Уже стемнело. Последние лучи догорали далеко за лесом по ту сторону Волги.
— А где же матушка? — произнесла вдруг Настя. — Куда она запропала? Пойду посмотрю.
Она быстро встала с места и направилась в сад. Но едва ступила она несколько шагов, как вдруг, прорезая вечернюю тишину, раздался резкий звук.
— Стреляют! — вскакивая с места, крикнул Павлуша.
И, подтверждая его мысль, быстро, один за другим, послышались частые, короткие выстрелы. Сеня смертельно побледнел.
— О Боже, Боже! — воскликнула Настя, бросаясь в сад.
Мужчины побежали за ней.
Едва они выбежали из сада, как увидели Марью Ивановну…

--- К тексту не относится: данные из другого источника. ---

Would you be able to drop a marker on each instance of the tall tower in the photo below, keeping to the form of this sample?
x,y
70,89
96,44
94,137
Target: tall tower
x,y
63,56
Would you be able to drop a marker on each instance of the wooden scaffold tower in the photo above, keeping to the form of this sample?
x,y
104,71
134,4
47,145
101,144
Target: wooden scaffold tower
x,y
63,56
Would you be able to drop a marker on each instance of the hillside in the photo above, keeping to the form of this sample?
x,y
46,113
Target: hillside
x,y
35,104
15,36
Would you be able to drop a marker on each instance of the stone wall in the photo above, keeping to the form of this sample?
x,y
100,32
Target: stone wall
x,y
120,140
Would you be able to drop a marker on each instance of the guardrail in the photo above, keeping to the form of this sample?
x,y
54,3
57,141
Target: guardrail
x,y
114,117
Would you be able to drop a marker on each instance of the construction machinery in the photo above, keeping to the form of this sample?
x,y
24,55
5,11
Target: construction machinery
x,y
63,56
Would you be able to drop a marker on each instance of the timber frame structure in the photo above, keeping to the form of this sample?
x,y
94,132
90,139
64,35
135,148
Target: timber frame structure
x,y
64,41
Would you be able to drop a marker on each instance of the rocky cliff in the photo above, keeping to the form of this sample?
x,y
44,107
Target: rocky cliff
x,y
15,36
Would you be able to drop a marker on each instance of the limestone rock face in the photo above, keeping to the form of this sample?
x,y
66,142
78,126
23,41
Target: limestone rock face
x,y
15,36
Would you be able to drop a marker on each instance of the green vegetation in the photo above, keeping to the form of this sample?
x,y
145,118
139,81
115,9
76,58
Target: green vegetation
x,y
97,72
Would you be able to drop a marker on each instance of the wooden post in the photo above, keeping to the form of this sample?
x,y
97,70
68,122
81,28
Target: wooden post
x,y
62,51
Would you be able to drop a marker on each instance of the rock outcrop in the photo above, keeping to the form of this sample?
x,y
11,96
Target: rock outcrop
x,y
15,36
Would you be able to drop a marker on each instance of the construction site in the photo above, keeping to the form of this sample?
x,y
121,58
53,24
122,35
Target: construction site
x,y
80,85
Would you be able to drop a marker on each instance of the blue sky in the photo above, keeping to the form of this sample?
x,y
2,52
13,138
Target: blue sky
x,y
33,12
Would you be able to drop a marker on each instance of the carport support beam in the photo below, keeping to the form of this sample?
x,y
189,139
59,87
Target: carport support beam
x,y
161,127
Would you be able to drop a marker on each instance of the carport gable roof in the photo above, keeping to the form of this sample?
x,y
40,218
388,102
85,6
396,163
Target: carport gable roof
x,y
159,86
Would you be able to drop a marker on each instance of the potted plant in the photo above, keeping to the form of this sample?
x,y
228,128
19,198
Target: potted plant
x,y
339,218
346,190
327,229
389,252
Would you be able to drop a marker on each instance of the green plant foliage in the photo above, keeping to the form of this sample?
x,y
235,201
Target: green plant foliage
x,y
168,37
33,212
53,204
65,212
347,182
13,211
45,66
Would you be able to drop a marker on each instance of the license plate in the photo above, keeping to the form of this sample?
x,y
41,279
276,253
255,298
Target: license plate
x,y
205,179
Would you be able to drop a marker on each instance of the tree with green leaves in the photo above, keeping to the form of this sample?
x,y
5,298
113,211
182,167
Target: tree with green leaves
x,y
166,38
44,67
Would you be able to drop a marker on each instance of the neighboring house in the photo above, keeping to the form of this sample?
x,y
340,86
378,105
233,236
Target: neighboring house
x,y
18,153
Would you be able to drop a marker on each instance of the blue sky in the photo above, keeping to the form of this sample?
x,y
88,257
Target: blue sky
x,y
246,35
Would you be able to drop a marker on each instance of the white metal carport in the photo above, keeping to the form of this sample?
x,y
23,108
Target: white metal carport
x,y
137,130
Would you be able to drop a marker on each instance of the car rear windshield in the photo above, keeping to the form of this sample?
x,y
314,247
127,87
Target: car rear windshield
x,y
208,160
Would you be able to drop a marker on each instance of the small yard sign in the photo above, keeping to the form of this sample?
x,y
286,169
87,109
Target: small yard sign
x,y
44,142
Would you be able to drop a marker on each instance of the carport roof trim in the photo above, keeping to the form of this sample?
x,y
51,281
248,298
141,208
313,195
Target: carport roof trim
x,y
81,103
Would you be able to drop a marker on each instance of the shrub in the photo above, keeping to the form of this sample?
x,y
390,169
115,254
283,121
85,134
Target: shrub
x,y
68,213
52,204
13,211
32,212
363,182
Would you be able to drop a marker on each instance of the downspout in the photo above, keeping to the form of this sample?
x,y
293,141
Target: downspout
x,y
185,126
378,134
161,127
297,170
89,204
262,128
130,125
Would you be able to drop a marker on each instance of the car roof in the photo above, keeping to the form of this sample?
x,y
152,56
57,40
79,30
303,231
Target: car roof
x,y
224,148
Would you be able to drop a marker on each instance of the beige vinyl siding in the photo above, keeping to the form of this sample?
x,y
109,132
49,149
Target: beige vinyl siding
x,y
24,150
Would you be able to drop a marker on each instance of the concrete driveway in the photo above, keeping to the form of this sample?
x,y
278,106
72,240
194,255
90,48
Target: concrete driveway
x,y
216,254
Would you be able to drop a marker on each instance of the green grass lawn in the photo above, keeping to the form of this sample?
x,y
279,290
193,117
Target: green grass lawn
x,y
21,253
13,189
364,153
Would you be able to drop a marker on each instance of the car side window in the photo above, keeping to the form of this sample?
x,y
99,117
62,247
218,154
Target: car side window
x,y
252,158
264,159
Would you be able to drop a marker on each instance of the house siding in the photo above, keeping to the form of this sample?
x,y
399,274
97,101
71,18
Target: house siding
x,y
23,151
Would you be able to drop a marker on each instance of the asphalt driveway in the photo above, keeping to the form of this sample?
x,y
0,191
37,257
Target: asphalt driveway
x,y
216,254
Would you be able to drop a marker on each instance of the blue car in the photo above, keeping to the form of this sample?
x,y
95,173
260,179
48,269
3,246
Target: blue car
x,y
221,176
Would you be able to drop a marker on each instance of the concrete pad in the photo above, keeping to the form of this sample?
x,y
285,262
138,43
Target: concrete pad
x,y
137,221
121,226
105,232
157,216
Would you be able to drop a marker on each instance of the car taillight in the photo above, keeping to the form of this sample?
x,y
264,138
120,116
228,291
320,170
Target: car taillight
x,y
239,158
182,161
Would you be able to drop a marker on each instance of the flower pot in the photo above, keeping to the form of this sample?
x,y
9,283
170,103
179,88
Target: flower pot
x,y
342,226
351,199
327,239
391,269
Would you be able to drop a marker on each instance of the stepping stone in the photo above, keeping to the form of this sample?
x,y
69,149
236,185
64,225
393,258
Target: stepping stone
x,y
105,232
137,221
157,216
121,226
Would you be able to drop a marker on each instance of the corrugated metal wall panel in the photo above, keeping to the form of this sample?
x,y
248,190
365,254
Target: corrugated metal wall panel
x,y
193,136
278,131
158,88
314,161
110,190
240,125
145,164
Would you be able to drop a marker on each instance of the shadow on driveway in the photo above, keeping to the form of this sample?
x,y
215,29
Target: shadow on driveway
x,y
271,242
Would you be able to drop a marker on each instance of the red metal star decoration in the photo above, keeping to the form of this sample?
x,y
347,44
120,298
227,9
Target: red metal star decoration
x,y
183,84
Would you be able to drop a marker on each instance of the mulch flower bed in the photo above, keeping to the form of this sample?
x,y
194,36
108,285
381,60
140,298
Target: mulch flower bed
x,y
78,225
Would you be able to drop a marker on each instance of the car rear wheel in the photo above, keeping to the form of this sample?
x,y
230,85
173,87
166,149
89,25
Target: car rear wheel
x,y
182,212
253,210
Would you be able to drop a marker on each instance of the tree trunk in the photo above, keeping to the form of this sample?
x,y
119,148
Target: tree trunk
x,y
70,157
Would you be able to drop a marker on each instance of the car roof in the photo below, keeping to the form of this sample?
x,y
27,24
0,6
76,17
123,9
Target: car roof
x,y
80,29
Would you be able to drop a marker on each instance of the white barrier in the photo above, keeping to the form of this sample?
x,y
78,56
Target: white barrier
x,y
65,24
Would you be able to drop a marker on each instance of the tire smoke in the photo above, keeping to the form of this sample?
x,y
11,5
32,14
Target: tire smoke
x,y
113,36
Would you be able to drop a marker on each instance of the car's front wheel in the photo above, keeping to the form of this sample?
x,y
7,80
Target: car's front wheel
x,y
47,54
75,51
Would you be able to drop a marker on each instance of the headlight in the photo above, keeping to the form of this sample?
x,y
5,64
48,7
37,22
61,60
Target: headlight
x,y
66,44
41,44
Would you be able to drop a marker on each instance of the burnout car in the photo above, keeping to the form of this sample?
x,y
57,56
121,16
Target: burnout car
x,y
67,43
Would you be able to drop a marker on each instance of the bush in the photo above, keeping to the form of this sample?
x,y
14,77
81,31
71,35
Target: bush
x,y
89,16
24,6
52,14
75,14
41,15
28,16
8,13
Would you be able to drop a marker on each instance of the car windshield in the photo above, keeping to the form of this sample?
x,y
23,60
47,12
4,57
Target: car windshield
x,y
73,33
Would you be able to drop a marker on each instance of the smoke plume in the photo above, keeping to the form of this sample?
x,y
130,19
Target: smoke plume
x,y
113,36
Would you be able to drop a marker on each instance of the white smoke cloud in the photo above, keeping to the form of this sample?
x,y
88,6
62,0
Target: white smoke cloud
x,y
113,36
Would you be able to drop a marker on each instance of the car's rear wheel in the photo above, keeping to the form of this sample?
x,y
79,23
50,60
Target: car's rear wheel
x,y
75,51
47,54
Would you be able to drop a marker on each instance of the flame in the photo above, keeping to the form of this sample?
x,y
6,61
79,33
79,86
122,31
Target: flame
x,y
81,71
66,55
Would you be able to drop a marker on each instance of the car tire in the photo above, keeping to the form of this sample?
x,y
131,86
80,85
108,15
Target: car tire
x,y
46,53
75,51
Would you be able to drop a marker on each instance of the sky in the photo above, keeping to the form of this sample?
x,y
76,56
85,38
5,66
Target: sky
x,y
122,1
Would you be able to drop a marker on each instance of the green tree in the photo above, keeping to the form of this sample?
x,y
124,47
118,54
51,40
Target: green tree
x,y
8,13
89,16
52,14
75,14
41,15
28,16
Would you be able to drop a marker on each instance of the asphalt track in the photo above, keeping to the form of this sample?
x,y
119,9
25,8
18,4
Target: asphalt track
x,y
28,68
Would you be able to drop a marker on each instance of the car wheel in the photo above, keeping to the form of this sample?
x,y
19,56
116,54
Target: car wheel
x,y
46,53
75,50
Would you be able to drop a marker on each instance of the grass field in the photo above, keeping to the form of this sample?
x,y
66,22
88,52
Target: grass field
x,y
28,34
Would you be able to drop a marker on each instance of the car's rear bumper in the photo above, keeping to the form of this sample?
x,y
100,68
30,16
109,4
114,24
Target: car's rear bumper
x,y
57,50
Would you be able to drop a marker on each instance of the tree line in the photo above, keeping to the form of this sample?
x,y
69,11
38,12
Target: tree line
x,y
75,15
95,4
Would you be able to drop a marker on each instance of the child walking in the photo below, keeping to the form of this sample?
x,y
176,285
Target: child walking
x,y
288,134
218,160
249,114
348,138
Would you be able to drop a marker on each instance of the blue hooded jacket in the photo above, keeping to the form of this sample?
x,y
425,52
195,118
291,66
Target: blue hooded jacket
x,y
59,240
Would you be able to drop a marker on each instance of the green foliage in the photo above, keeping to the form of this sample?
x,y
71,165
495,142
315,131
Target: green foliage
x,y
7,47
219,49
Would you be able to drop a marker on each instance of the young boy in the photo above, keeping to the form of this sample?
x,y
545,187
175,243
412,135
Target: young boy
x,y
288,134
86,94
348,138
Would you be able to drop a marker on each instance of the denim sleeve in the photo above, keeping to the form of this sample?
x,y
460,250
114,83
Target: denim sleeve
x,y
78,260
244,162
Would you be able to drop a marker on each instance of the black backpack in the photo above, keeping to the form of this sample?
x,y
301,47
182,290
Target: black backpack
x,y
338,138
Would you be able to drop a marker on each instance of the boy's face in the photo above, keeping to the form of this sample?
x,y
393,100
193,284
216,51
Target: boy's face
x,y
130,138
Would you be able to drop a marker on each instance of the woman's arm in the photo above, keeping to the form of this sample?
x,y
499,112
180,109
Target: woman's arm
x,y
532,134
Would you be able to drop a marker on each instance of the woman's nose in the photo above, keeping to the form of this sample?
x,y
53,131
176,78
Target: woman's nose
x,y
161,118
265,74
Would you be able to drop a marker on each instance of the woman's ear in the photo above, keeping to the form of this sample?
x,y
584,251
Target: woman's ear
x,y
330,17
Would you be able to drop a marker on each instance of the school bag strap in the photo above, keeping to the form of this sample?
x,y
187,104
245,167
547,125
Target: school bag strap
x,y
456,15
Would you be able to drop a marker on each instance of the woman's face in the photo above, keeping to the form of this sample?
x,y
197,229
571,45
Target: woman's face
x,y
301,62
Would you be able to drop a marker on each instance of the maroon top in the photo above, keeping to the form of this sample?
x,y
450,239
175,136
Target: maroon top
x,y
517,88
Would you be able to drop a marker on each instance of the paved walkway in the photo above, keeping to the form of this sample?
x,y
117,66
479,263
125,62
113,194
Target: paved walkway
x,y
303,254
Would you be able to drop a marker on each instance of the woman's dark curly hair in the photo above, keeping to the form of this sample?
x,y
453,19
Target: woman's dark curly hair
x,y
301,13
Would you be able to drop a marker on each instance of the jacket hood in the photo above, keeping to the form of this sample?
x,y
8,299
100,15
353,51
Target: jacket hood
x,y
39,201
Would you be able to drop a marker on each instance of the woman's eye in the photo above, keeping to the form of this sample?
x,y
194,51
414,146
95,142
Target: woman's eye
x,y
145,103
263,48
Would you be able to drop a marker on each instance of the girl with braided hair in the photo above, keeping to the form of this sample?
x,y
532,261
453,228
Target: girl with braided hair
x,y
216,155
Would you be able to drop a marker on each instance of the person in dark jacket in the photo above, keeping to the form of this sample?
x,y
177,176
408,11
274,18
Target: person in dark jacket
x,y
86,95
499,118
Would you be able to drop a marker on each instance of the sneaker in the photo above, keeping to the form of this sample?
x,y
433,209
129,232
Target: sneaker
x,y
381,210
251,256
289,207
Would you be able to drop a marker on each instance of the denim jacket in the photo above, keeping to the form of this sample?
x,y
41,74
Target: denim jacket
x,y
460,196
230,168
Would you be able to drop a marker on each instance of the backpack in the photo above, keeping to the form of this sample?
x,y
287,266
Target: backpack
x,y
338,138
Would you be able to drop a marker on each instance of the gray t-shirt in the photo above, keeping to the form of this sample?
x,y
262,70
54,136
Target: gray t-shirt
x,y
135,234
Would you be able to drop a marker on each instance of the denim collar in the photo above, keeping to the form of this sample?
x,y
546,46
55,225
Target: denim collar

С растрепанными волосами, не помня себя, она бежала им навстречу:
— Горит, стреляют…
Над холмом, закрывавшим Артемьевку, поднимался черный столб дыма. Неясный гул несся от деревни, и снова, снова раздавалась сухая трескотня ружей.
— Господи, помоги! Спасите Артемия Никитича! — кричала Марья Ивановна.
Измайловец недолго раздумывал… Он бросился назад.
— Эй, сокола!.. — раздался через минуту его энергичный голос.
Прижав к груди руки, вся бледная, молча стояла Настя. Не прошло и нескольких минут, как мимо них во весь опор пронесся Павлуша, салютуя им. шпагой.